L'appel est publié conjointement par Libération, Telquel, Panorapost et Médias24. En voici le texte.
Appel pour la défense des libertés
Depuis quelques semaines, nous assistons à une série de faits et de
décisions politiques qui nous préoccupent sur le respect des libertés
individuelles et le droit à la différence au Maroc. Ainsi, on peut citer
parmi ces faits, l’avant-projet de Code pénal, élaboré par le ministère
de la Justice et marqué par un esprit conservateur et liberticide,
l’interdiction de Much Loved, le film du réalisateur marocain Nabil
Ayouch, la multiplication des condamnations de personnes pour leur
homosexualité et leur agression dans les rues à l’image de ce que s’est
passé à Fès, et l’inculpation de deux jeunes filles à Inezgane pour
« outrage public à la pudeur » et dont le seul tort est d’avoir porté
des jupes au mois de juin.
Nous constatons une dégradation du débat public et une exploitation des
sentiments religieux et identitaires pour instaurer un ordre moral
rigide et hostile aux libertés individuelles. Un climat délétère et
inquiétant entretenu par le gouvernement, qui agit comme le porte-voix
d’une partie de la population au détriment de l’autre. Cette attitude se
drape dans des habits démocratiques en se présentant comme l’expression
de la majorité et l’incarnation de la volonté populaire. Or, faut-il
rappeler que l’un des fondements de la pratique démocratique est le
respect des minorités, notamment en matière de libertés.

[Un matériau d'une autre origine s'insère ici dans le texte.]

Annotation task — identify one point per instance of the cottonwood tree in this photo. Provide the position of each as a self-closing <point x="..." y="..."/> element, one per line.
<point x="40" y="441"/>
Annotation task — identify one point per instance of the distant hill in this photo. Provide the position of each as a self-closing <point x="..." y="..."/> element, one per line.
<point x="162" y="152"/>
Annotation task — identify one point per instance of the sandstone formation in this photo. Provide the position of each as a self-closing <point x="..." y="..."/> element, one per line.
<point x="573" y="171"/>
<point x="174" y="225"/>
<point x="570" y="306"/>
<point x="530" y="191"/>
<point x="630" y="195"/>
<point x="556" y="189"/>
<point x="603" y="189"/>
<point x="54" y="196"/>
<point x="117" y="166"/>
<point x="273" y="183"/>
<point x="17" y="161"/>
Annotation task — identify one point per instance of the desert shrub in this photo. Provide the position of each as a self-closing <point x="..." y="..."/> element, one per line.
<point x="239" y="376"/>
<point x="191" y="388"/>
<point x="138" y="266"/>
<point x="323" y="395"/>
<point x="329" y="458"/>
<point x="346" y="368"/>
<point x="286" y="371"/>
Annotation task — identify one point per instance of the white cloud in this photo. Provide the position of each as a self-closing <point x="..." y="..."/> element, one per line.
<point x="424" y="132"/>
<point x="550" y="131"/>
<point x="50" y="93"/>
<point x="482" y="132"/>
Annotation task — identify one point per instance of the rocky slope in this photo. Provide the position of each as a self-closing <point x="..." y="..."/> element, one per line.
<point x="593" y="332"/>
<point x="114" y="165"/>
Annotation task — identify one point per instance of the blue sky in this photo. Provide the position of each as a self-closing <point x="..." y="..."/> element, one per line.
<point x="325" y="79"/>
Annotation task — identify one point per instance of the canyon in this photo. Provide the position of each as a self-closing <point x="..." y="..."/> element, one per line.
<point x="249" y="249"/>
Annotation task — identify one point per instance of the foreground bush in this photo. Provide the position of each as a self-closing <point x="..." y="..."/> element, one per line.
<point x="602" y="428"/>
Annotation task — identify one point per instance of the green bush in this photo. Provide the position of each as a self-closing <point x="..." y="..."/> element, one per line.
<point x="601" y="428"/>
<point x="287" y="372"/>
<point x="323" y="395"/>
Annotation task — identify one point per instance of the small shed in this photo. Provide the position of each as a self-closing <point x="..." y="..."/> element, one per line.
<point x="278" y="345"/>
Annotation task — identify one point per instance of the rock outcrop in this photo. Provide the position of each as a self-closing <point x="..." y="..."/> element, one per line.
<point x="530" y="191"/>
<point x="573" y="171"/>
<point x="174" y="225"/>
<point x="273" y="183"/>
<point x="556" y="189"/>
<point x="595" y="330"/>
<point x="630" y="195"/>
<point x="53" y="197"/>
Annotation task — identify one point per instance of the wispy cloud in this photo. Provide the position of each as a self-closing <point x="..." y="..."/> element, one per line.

L’espace public démocratique, lieu de débat et d’échange, n’est pas
compatible avec l’intimidation et la violence, fussent-elles symboliques
ou verbales. Le respect de la diversité intellectuelle et culturelle,
l’extension des domaines des libertés et le droit à la différence sont
des conditions nécessaires pour accéder pleinement à la démocratie et à
un véritable État de droit. On assiste aujourd’hui à la montée
inquiétante d’un conservatisme agressif et menaçant, qui s’immisce dans
l’intimité même des individus et de leurs choix personnels. Une
situation qui installe progressivement un terrorisme intellectuel et
crée un sentiment de frustration chez une partie de la société. Le Maroc
appartient à tous ses habitants, sans exception, est-il encore besoin
de le rappeler.
La prolifération, sur les réseaux sociaux, d’appels au meurtre,
d’insultes, d’attaques contre des figures artistiques, culturelles ou
politiques sont des expressions de ce danger qui menace le vivre
ensemble dans notre pays. Cette situation est d'autant plus dangereuse
qu'elle mène la société sur une pente régressive qu’elle aura du mal à
remonter. Les faits et décisions, prises de positions publiques, ont un
caractère normatif qui instaure et banalise une norme sociale très en
retard par rapport aux problématiques du monde contemporain, censure
tout débat et trahit les espoirs apportés par la Constitution de 2011.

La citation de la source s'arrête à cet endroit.